Chaos and relaxation to equilibrium in systems with long-range interactions

In the thermodynamic limit, systems with long-range interactions do not relax to equilibrium, but become trapped in nonequilibrium stationary states. For a finite number of particles a nonequilibrium state has a finite lifetime, so that eventually a system will relax to thermodynamic equilibrium. The time that a system remains trapped in a quasistationary state (QSS) scales with the number of particles as $N^{\delta }$, with $\delta >0$, and diverges in the thermodynamic limit. In this paper we will explore the role of chaotic dynamics on the time that a system remains trapped in a QSS. We discover that chaos, measured by the Lyapunov exponents, favors faster relaxation to equilibrium. Surprisingly, weak chaos favors faster relaxation than strong chaos.

Figure 1

Results of molecular dynamics simulations showing the short-time oscillations of the magnetization $M_{\theta }$ for two initial WB distributions. The top curve (solid line) is for the distribution that does not satisfy the GVC. The bottom curve (solid line) is for the initial distribution that satisfies the GVC. The horizontal dashed lines show the value of the initial magnetization for each case. Notice that for the distribution that satisfies the GVC, strong oscillations are suppressed and the final magnetization is close to the initial one. In both cases, $\epsilon =0.1$ and ${\varepsilon }_{\theta }={\varepsilon }_{\varphi }=0.6$, and the corresponding virial magnetization is $\sim 0.5$. Due to symmetry, we show only $M_{\theta }$ and not $M_{\varphi }$ ($M_{\varphi }\approx -M_{\theta }$).

Figure 2

Evolution of the largest Lyapunov exponent (LLE), ${\lambda }_1$, to its stationary value, for the HMF model. The convergence to the same value, ${\lambda }_1\simeq 0.45{\tau }_D^{-1}$, was found for different numbers of particles. This result is in agreement with the previous studies where the same behavior was observed and attributed to the instability of particles near a separatrix [40].

Figure 3

Lyapunov exponent distribution (top) and Poincaré sections (bottom) of the test-particle model for $\epsilon =0.0$ (left column), $\epsilon =0.5$ (middle column), and $\epsilon =1.0$ (right column).
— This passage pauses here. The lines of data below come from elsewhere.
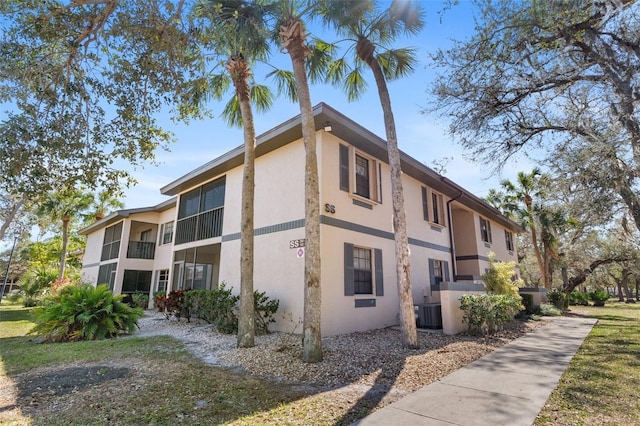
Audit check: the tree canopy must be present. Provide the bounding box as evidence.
[433,0,640,229]
[0,0,201,197]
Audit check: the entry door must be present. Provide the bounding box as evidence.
[171,262,184,290]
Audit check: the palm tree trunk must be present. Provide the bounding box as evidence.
[227,56,256,348]
[359,44,419,349]
[281,20,322,362]
[529,218,551,290]
[58,217,71,281]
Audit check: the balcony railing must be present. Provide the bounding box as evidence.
[175,207,224,244]
[127,241,156,259]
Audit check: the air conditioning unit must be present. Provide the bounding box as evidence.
[414,303,442,329]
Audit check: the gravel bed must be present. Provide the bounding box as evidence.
[135,312,545,399]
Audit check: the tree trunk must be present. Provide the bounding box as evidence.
[58,217,71,281]
[280,19,322,362]
[0,201,22,241]
[529,221,551,290]
[226,56,256,348]
[357,40,419,349]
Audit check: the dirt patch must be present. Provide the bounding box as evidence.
[17,365,131,400]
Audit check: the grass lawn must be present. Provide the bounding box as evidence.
[535,302,640,426]
[0,300,336,425]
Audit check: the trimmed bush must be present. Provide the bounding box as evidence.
[460,294,524,335]
[520,293,536,315]
[547,290,569,311]
[589,290,611,306]
[538,303,562,317]
[567,291,589,306]
[30,284,144,342]
[131,293,149,309]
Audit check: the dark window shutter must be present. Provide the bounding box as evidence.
[422,186,429,222]
[340,144,349,192]
[429,259,437,288]
[374,249,384,296]
[344,243,355,296]
[378,163,382,204]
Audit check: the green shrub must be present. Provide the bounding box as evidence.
[185,283,240,334]
[30,284,144,342]
[538,303,562,317]
[520,293,536,315]
[547,290,569,311]
[153,291,167,312]
[567,291,589,306]
[482,252,522,299]
[18,266,58,307]
[253,291,280,334]
[164,290,192,322]
[460,294,524,335]
[589,290,611,306]
[131,293,149,309]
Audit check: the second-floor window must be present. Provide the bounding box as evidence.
[480,217,492,244]
[100,222,122,260]
[175,177,226,244]
[339,145,382,204]
[504,229,515,251]
[160,221,173,245]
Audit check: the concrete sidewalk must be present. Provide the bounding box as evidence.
[355,317,597,426]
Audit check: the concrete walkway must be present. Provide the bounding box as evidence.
[355,317,597,426]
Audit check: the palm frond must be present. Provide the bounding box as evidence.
[266,69,298,102]
[377,47,418,80]
[250,84,273,112]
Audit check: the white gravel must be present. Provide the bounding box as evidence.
[136,311,544,396]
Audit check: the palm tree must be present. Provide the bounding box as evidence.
[190,0,272,348]
[274,0,322,362]
[321,1,424,348]
[500,167,551,288]
[36,188,93,280]
[91,189,124,220]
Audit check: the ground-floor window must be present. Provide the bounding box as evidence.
[344,243,384,296]
[156,269,169,291]
[171,245,220,290]
[122,269,151,294]
[96,262,118,291]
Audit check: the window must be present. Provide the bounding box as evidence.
[429,259,450,290]
[339,145,382,203]
[356,154,369,198]
[175,177,226,245]
[480,217,492,244]
[421,186,445,226]
[122,269,151,294]
[140,229,151,241]
[156,269,169,291]
[344,243,384,296]
[96,262,118,291]
[100,222,122,260]
[160,222,173,245]
[353,247,373,294]
[431,192,444,225]
[504,229,515,251]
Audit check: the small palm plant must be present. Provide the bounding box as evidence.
[30,284,144,342]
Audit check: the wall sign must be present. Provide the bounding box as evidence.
[289,238,304,249]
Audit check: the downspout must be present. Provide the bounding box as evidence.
[447,191,463,282]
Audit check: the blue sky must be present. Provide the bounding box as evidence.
[117,0,532,208]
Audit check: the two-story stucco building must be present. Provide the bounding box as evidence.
[83,104,520,335]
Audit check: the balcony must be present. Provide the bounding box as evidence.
[127,241,156,259]
[175,207,224,244]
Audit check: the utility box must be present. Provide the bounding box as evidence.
[414,303,442,330]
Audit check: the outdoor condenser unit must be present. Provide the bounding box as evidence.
[414,303,442,329]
The Poincaré sections corresponding to $\epsilon =0.0, \epsilon =0.5$, and $\epsilon =1.0$ are of 50 test particles with energy $2.5, 2.8$, and $3.2$, respectively, taken when $p_{\varphi }=0$. We see a correlation between Poincaré sections with nonchaotic regular orbits and LED dominated by low exponents.

Figure 4

Average value of the LED, $\langle \lambda \rangle$, vs. the coupling parameter $\epsilon$. As expected, stronger coupling is related with presence of more chaos in the test-particle dynamics.

Figure 5

Evolution of the kurtosis for the HMF model ($\epsilon =0.0$) with different numbers of particles, with time rescaled by ${10}^4{\tau }_D$ (left) and $N^{\delta }$ (right), $\delta =1.0$. The initial particle distribution satisfied the GVC, with magnetization $M_0=0.431852$ and mean energy ${\varepsilon }_{\theta }={\varepsilon }_{\varphi }=0.6$. The collapse suggests $\delta$ equal to $1.0$, as predicted by the kinetic equation analysis developed in Ref. [41] for the HMF model.

Figure 6

Evolution of the kurtosis for the HMF-ladder model with different numbers of particles, with time rescaled by ${10}^4{\tau }_D$ (left) and $N^{\delta }$ (right), $\delta =0.75$. The initial condition satisfied the GVC, with magnetization $M_0=0.440772$, subsystem energy ${\varepsilon }_{\theta }={\varepsilon }_{\varphi }=0.6$, and a coupling of $\epsilon =0.01$.

Figure 7

Exponent $\delta$ (from the relaxation time ${\tau }_{\times }\sim N^{\delta }$) vs. average value of the LED, $\langle \lambda \rangle$. Each pair $(\delta ,\langle \lambda \rangle )$ corresponds to a different value of the coupling parameter $\epsilon$ (see Fig. 4). We see that weak chaos favors relaxation to equilibrium more than strong chaos. Error bars restrict the range of reasonable data collapse.